In [1]:
import numpy as np
import pandas as pd
import tensorflow as tf
import tensorflow_recommenders as tfrs
from sklearn.model_selection import train_test_split
from tqdm import tqdm

from src.utils.model.retrieval_model import RetrievalModel

In [2]:
val_rate = 0.2
test_rate = 0.1
batch_size = 100
embedding_dimension = 100
learning_rate = 0.1
early_stopping_flg = True
tensorboard_flg = False
max_epoch_num = 20

In [3]:
behaviors_df = pd.read_csv(
    "data/RentalProperties/user_activity.csv", names=("item_id", "user_id", "event_type", "create_timestamp")
)

In [4]:
# behaviors_df

In [5]:
# behaviors_df.query('event_type == "seen"')["user_id"].value_counts()
seen_df = behaviors_df.query('event_type == "seen"')
count_df = pd.DataFrame(seen_df["user_id"].value_counts()).reset_index().rename(columns={"index": "user_id", "user_id": "count"})
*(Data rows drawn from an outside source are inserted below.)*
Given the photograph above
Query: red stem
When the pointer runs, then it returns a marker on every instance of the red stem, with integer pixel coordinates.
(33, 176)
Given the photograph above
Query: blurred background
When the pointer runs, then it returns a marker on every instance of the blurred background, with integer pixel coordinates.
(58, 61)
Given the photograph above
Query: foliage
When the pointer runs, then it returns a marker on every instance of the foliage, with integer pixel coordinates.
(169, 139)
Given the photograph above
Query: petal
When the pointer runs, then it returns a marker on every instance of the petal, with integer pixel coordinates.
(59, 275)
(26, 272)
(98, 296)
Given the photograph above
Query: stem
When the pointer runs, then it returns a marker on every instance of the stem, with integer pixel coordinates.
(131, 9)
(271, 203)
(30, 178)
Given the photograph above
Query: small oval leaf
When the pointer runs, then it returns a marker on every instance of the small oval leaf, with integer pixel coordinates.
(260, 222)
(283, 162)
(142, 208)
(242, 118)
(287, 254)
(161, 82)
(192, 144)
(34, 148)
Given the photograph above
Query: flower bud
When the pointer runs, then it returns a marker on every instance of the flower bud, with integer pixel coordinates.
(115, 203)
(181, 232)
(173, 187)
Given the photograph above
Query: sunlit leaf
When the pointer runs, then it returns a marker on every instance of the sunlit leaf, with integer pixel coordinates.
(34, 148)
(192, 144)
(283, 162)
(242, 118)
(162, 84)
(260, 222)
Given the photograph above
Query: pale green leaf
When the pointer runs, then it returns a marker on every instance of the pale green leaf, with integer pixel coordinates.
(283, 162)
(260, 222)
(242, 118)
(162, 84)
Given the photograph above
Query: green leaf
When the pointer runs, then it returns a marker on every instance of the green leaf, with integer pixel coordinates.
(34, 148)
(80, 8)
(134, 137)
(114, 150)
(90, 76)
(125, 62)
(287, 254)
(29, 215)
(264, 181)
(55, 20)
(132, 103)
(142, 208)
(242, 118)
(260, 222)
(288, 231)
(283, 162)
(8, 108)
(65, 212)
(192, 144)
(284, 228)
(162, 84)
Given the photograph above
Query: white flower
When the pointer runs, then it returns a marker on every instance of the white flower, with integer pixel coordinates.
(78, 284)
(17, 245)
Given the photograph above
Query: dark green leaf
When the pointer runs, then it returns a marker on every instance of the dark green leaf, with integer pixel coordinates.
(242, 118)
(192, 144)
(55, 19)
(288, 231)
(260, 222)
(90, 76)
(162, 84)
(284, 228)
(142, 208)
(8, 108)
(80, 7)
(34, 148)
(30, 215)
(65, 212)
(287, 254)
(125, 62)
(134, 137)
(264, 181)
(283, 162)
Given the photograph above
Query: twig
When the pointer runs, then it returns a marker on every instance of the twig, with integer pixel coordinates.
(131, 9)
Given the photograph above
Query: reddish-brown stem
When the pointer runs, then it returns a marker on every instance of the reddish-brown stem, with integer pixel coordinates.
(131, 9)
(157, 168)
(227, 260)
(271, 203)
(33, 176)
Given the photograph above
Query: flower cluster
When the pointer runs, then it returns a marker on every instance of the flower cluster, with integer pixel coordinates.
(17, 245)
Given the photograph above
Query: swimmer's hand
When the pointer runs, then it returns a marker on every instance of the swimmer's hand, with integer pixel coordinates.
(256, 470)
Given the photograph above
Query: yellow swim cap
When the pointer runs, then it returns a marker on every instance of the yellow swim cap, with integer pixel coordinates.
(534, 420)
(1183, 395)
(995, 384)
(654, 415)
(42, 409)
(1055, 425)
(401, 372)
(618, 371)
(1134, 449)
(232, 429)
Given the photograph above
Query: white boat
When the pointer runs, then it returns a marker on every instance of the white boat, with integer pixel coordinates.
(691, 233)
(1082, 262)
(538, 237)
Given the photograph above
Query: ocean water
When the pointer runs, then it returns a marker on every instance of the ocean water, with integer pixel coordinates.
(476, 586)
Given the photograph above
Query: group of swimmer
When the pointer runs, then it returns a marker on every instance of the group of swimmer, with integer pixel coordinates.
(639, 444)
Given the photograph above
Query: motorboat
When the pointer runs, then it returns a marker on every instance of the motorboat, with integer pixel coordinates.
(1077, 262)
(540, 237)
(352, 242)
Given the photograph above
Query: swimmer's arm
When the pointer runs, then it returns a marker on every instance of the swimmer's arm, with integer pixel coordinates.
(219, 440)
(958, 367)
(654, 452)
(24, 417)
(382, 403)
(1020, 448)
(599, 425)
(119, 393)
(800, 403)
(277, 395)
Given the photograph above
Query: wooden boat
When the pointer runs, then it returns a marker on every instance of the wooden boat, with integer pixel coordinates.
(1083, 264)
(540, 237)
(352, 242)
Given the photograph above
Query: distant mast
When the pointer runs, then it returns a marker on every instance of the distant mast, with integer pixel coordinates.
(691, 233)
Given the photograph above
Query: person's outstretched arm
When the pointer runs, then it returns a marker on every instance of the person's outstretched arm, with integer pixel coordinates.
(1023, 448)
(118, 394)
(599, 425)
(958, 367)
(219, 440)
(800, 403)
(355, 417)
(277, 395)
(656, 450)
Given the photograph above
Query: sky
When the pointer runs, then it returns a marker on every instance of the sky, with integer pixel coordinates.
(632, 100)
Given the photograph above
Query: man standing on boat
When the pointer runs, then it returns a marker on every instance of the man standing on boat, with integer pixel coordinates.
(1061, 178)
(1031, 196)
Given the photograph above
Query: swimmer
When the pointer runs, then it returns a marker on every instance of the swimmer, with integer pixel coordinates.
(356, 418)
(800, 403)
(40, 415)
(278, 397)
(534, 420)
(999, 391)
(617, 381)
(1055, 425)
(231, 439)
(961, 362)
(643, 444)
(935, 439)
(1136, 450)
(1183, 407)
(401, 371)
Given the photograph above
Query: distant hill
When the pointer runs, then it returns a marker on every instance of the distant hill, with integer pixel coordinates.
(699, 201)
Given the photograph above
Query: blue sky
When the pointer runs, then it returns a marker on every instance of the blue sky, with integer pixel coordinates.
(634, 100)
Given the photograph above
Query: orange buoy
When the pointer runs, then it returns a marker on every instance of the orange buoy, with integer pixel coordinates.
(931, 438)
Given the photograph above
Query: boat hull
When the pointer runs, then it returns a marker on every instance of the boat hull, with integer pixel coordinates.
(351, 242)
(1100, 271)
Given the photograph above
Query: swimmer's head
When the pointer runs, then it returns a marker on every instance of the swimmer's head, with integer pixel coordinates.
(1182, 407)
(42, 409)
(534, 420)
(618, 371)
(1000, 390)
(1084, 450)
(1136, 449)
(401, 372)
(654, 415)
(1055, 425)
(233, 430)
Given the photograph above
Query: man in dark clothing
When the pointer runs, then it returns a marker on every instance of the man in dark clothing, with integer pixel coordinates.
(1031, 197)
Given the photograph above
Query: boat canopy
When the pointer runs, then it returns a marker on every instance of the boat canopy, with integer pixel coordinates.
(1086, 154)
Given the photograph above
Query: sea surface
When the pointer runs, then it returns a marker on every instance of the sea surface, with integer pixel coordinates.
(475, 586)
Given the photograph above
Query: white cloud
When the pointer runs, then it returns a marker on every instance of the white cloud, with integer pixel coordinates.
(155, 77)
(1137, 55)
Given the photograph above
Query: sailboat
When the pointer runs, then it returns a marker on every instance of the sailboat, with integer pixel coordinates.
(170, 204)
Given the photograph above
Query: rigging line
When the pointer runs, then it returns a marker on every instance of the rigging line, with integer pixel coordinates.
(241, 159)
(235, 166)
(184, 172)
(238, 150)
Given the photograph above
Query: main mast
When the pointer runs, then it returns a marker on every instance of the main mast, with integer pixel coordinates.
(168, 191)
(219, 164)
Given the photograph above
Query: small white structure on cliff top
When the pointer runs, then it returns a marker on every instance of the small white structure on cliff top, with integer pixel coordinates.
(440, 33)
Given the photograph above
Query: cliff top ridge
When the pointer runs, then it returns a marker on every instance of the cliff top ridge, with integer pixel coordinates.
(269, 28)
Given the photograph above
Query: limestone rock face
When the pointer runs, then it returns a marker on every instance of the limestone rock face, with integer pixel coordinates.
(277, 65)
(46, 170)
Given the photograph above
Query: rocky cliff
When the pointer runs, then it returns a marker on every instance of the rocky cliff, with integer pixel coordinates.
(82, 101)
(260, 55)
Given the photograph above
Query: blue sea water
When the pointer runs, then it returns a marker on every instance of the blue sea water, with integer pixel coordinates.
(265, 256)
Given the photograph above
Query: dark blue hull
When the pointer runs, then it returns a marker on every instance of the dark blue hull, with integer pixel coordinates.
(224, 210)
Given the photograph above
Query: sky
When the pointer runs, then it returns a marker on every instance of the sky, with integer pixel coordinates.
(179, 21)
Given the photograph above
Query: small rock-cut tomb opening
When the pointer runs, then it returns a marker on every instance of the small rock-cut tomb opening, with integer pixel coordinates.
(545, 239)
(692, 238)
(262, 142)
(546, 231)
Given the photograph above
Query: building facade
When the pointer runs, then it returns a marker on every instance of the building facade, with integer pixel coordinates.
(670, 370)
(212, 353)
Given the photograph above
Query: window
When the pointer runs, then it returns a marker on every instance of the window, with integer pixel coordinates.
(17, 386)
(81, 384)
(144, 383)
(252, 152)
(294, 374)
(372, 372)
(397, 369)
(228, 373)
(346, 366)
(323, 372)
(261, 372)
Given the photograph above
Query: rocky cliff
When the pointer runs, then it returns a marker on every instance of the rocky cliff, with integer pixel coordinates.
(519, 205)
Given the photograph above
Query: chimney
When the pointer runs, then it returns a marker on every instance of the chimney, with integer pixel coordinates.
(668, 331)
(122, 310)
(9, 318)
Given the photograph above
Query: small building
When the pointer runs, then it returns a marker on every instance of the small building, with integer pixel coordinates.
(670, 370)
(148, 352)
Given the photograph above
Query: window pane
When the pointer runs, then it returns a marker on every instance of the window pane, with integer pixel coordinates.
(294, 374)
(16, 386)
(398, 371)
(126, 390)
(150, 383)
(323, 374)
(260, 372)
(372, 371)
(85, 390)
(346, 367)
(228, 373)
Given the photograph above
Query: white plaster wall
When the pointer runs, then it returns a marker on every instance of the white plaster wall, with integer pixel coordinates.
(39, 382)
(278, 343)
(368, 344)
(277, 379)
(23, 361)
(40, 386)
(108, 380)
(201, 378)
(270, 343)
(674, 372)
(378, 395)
unique_user_ids = list(count_df.query("count >= 10")["user_id"])
seen_df = seen_df[seen_df["user_id"].isin(unique_user_ids)]

In [6]:
len(unique_user_ids)

2435

In [7]:
train_val_df, test_df = train_test_split(seen_df, test_size=0.1, stratify=seen_df["user_id"])
train_df, val_df = train_test_split(train_val_df, test_size=0.2, stratify=train_val_df["user_id"])

In [8]:
print(len(train_df["user_id"].unique()))
print(len(val_df["user_id"].unique()))
print(len(test_df["user_id"].unique()))

2435
2435
2435


In [9]:
# train_df

In [10]:
# val_df

In [11]:
# test_df

In [12]:
train_ratings = tf.data.Dataset.from_tensor_slices({"user_id": train_df["user_id"], "item_id": train_df["item_id"]})
val_ratings = tf.data.Dataset.from_tensor_slices({"user_id": val_df["user_id"], "item_id": val_df["item_id"]})
test_ratings = tf.data.Dataset.from_tensor_slices({"user_id": test_df["user_id"], "item_id": test_df["item_id"]})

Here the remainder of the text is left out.